759 N.W.2d at 256. Based on this reasoning, we conclude that relator's failure to pay utilities and provide garbage services are serious violations of her lease.

When a tenant fails to keep up with utilities and waste, the landlord's property can be "significantly affected." See id. Here, the New Brighton city inspection reports state that relator failed to provide garbage services from March until July 2008, a significant period of time that allowed a considerable amount of waste to pile up on the premises. Additionally, the letter that Metro HRA mailed to relator on July 21, 2008, states that relator's failure to pay water and garbage services constituted "a serious breach of your lease and could lead to termination of your Section 8 Housing Choice Voucher and rent assistance." Thus, there is substantial evidence to support the conclusion that at least one lease violation alleged in the landlord's eviction action and supported by city reports is a serious lease violation. We therefore conclude that the hearing officer did not abuse her discretion in finding that relator was evicted for serious lease violations.

Substantial evidence supports the conclusion that relator failed to vacate the premises by July 31, 2008.

The Metro HRA hearing officer found that relator failed to vacate the premises by July 31, 2008, as required by the settlement agreement. Relator claims that she substantially complied with the terms of the settlement agreement, and that the hearing officer was not presented with substantial evidence indicating otherwise. Because substantial evidence supports the conclusion that relator did not properly vacate by July 31, we disagree.

The settlement agreement that relator and her landlord signed contained a stipulation that the issues would be dismissed if relator vacated the premises on or before July 31, 2008. The hearing officer was presented with evidence that although relator and her family were no longer residing there after July 31, relator failed to remove all her personal property from the premises by that date. Caselaw in Minnesota has not specifically defined whether vacating the premises requires the removal of all personal belongings. But cases have suggested that removing property is implicit in properly vacating. See Provident Mut. Life Ins. Co. v. Tachtonic Instruments, Inc., 394 N.W.2d 161, 164 (Minn. App. 1986) (stating that a tenant had complied with an order to vacate the premises by leaving the property clean and free of all personal property).

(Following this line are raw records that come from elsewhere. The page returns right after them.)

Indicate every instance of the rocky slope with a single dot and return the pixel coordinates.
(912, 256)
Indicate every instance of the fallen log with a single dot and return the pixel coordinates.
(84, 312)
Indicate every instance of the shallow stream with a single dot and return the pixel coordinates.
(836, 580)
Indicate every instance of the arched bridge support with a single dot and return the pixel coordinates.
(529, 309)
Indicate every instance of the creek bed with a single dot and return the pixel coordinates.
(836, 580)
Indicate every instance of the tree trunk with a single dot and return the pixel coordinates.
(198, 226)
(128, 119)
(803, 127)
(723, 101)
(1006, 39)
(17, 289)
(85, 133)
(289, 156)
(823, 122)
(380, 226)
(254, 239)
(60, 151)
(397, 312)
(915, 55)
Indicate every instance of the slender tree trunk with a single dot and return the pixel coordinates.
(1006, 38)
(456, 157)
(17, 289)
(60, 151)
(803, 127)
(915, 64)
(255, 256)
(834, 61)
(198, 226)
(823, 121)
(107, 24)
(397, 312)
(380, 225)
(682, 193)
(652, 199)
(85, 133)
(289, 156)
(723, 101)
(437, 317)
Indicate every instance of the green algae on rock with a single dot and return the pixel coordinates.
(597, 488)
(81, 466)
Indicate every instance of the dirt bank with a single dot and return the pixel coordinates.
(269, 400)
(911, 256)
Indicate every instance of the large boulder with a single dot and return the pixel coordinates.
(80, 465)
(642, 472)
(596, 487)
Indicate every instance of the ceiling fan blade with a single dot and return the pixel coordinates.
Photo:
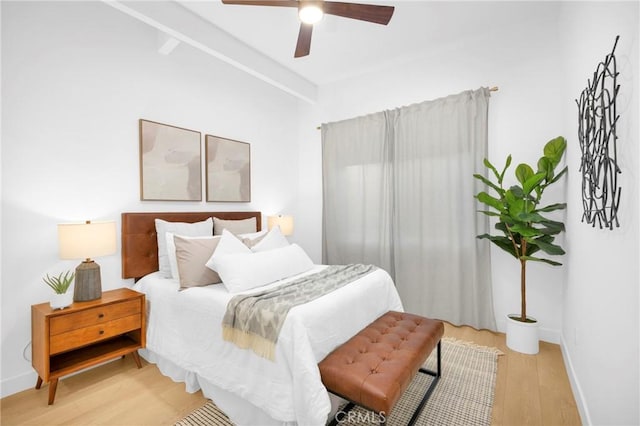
(364, 12)
(285, 3)
(304, 40)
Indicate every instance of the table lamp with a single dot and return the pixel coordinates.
(84, 241)
(284, 222)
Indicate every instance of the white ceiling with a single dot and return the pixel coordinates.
(342, 48)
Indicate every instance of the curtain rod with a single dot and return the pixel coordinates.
(491, 89)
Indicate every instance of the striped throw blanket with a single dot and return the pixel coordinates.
(253, 321)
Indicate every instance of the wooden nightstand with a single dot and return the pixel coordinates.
(86, 334)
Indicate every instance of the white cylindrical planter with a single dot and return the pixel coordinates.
(61, 301)
(522, 336)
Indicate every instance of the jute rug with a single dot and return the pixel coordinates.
(463, 396)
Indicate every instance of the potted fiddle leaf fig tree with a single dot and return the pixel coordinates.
(525, 231)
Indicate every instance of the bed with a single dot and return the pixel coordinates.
(184, 333)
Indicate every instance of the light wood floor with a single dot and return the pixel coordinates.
(530, 390)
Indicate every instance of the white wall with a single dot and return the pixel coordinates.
(600, 307)
(76, 77)
(522, 59)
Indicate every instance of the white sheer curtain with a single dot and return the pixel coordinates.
(398, 193)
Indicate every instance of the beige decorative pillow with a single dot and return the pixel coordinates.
(242, 226)
(191, 255)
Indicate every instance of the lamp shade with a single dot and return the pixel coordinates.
(86, 240)
(284, 222)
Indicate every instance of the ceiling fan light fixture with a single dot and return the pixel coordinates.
(310, 14)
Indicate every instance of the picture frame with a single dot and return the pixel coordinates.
(170, 162)
(227, 170)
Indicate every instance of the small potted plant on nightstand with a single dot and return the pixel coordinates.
(60, 285)
(523, 228)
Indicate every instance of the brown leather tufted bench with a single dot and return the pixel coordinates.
(374, 368)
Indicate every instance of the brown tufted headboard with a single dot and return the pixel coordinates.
(140, 244)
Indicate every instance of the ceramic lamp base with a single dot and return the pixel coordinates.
(88, 285)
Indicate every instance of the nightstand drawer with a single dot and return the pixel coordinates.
(93, 316)
(83, 336)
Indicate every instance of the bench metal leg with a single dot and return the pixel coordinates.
(436, 377)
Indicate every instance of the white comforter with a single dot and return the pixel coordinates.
(184, 327)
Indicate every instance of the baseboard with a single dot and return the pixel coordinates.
(575, 385)
(549, 335)
(18, 383)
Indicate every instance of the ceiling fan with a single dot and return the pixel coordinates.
(311, 12)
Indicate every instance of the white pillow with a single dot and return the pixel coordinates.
(244, 271)
(204, 228)
(229, 244)
(253, 235)
(273, 240)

Relator admitted at the hearing that there were "maybe a couple of dressers" still on the property on August 5, 2008, and that she and her family removed "everything we could get out of the place" by July 31. But a city inspection report, and accompanying photographs from August 5, indicated that there was "furniture, garbage, junk, children's toys, bricks, glass in front and back yard" of relator's premises.

Relator argues that because she was "actively in the process of moving out of her rental unit on July 31st" she substantially complied with the settlement agreement and that "no evidence was introduced that would establish a holdover of more than a few days." But the settlement agreement does not provide for substantial compliance. Moreover, when a landlord gives a tenant a chance to avoid eviction by signing a settlement agreement, strict compliance with the terms of the settlement agreement is not unreasonable.

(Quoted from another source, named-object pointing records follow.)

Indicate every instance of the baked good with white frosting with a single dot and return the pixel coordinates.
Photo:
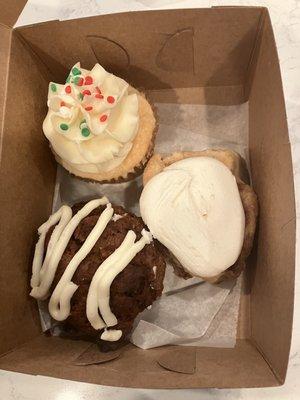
(97, 266)
(204, 213)
(99, 127)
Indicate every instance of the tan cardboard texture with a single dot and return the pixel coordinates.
(10, 11)
(92, 355)
(5, 38)
(227, 56)
(26, 192)
(272, 175)
(180, 359)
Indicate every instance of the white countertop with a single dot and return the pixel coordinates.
(285, 16)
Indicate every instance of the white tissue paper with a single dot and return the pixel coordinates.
(190, 311)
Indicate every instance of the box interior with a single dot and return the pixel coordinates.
(218, 56)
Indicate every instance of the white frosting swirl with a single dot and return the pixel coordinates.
(92, 119)
(194, 208)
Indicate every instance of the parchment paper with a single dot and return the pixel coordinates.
(189, 311)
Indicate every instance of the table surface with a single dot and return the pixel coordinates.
(286, 22)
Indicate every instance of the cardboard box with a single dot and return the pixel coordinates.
(222, 55)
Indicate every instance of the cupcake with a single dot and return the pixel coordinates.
(205, 212)
(97, 267)
(99, 127)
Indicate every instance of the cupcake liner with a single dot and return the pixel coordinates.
(129, 174)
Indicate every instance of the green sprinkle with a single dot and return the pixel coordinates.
(82, 122)
(64, 127)
(76, 80)
(85, 132)
(76, 71)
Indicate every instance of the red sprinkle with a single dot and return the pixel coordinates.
(110, 99)
(80, 82)
(103, 118)
(88, 80)
(86, 92)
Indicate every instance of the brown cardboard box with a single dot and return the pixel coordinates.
(223, 55)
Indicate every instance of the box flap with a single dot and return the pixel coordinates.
(272, 293)
(157, 50)
(5, 40)
(10, 11)
(242, 366)
(26, 191)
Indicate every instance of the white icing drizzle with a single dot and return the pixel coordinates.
(63, 215)
(111, 335)
(99, 291)
(47, 272)
(59, 305)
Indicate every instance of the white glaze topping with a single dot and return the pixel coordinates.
(198, 214)
(59, 305)
(111, 335)
(92, 119)
(98, 295)
(43, 274)
(41, 290)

Finally, relator argues that because the writ of recovery was ultimately issued pursuant to an alleged violation of the settlement agreement, this cannot constitute a serious violation of her lease. But as discussed above, we have concluded that the hearing officer did not abuse her discretion in finding that substantial evidence showed that relator was evicted for serious lease violations that were not dismissed as a result of the settlement agreement.

II.

Relator argues that the hearing officer's findings were arbitrary and capricious for failing to take into consideration mitigating factors, including the triviality of leaving a few personal belongings behind, the insignificance of relator's failure to notify the Metro HRA when her landlord filed the eviction, and the severe impact loss of rental assistance has on relator and her family. We disagree.

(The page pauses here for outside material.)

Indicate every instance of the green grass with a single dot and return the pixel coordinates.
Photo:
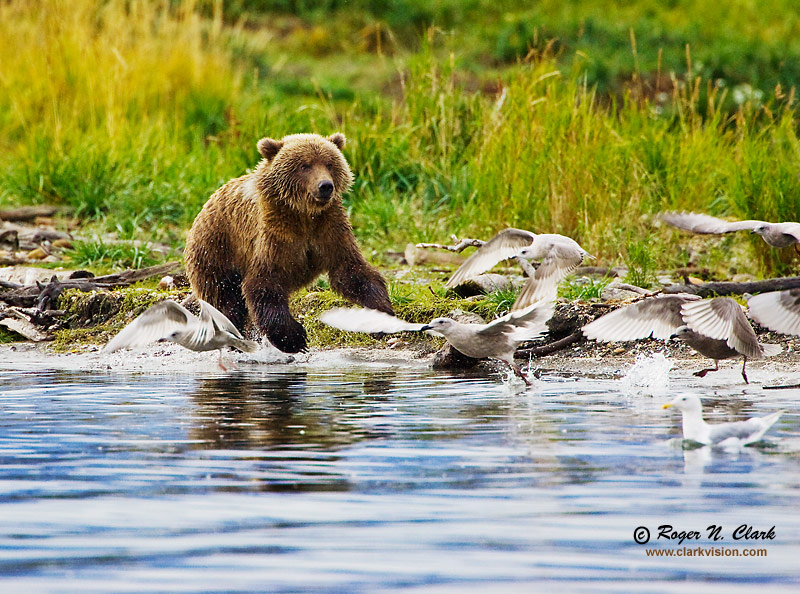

With regard to determinations of whether to terminate assistance due to actions of the family, Section 8 regulations provide:

The [public housing agency] may consider all relevant circumstances such as the seriousness of the case, the extent of participation or culpability of individual family members, mitigating circumstances related to the disability of a family member, and the effects of denial or termination of assistance on other family members who were not involved in the action or failure.

24 C.F.R. § 982.552(c)(2). An agency ruling is arbitrary and capricious if the agency (a) relied on factors not intended by the legislature; (b) failed to consider an important aspect of the problem; (c) offered an explanation that runs counter to the evidence; or (d) made a decision so implausible that it could not be explained as a divergent view or due to agency expertise. Citizens Advocating Responsible Dev. v. Kandiyohi County Bd. of Comm'rs, 713 N.W.2d 817, 832 (Minn. 2006).

Relator was evicted from her rental unit for serious violations of her lease. Applicable federal guidelines provide that in this situation, the public housing agency must terminate her assistance. See 24 C.F.R. § 982.552(b)(2) (2008). Thus, relator's argument that she was evicted for trivial matters is without merit. In addition, because eviction for a serious violation is mandatory, the hearing officer was not permitted to consider relator's claimed hardship. See Cole, 686 N.W.2d at 338. We conclude that the decision to uphold the termination of relator's housing assistance was not arbitrary and capricious for failure to consider mitigating circumstances.

III.

Relator argues that the hearing officer's decision was arbitrary and capricious, because the officer failed to make independent findings of fact, explain why testimony was rejected, or make express credibility determinations about testimony presented at the informal hearing. We disagree.

Administrative agencies do not have unlimited discretion and must explain their decisions. Carter, 574 N.W.2d at 729. The agency must explain the evidentiary basis for its decision and how that evidence is rationally related to its action. Hiawatha Aviation of Rochester, Inc. v. Minn. Dep't of Health, 375 N.W.2d 496, 501 (Minn. App. 1985), aff'd, 389 N.W.2d 507 (Minn. 1986). "[T]he [agency decision maker] . . . must demonstrate that all relevant evidence was considered and evaluated, and must detail the reasons for discrediting pertinent testimony." Carter, 574 N.W.2d at 729 (quotation omitted).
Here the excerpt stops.